分类专栏：大数据之Spark 文章标签： spark 编程应用 scala

大数据之Spark 专栏收录该内容

11 篇文章 3 订阅

订阅专栏

引入 Spark

Spark 1.2.0 使用 Scala 2.10 写应用程序，你需要使用一个兼容的 Scala 版本(例如：2.10.X)。

写 Spark 应用程序时，你需要添加 Spark 的 Maven 依赖，Spark 可以通过 Maven 中心仓库来获得：

groupId = org.apache.spark
artifactId = spark-core_2.10
version = 1.2.0

另外，如果你希望访问 HDFS 集群，你需要根据你的 HDFS 版本添加 hadoop-client 的依赖。一些公共的 HDFS 版本 tags 在第三方发行页面中被列出。

groupId = org.apache.hadoop
artifactId = hadoop-client
version = <your-hdfs-version>

最后，你需要导入一些 Spark 的类和隐式转换到你的程序，添加下面的行就可以了：

import org.apache.spark.SparkContext
import org.apache.spark.SparkContext._
import org.apache.spark.SparkConf

初始化 Spark

Spark 编程的第一步是需要创建一个 SparkContext 对象，用来告诉 Spark 如何访问集群。在创建 SparkContext 之前，你需要构建一个 SparkConf 对象， SparkConf 对象包含了一些你应用程序的信息。
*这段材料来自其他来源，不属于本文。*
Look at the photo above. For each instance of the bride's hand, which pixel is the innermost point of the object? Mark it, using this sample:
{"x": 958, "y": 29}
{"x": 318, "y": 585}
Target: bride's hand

val conf = new SparkConf().setAppName(appName).setMaster(master)
new SparkContext(conf)

appName 参数是你程序的名字，它会显示在 cluster UI 上。master 是 Spark, Mesos 或 YARN 集群的 URL，或运行在本地模式时，使用专用字符串 “local”。在实践中，当应用程序运行在一个集群上时，你并不想要把 master 硬编码到你的程序中，你可以用 spark-submit 启动你的应用程序的时候传递它。然而，你可以在本地测试和单元测试中使用 “local” 运行 Spark 进程。

使用 Shell

在 Spark shell 中，有一个专有的 SparkContext 已经为你创建好。在变量中叫做 sc。你自己创建的 SparkContext 将无法工作。可以用 --master 参数来设置 SparkContext 要连接的集群，用 --jars 来设置需要添加到 classpath 中的 JAR 包，如果有多个 JAR 包使用逗号分割符连接它们。例如：在一个拥有 4 核的环境上运行 bin/spark-shell，使用：

$ ./bin/spark-shell --master local[4]

或在 classpath 中添加 code.jar，使用：

$ ./bin/spark-shell --master local[4] --jars code.jar

执行 spark-shell --help 获取完整的选项列表。在这之后，调用 spark-shell 会比 spark-submit 脚本更为普遍。

并行集合

并行集合 (Parallelized collections) 的创建是通过在一个已有的集合(Scala Seq)上调用 SparkContext 的 parallelize 方法实现的。集合中的元素被复制到一个可并行操作的分布式数据集中。例如，这里演示了如何在一个包含 1 到 5 的数组中创建并行集合：

val data = Array(1, 2, 3, 4, 5)
val distData = sc.parallelize(data)

一旦创建完成，这个分布式数据集(distData)就可以被并行操作。例如，我们可以调用 distData.reduce((a, b) => a + b) 将这个数组中的元素相加。我们以后再描述在分布式上的一些操作。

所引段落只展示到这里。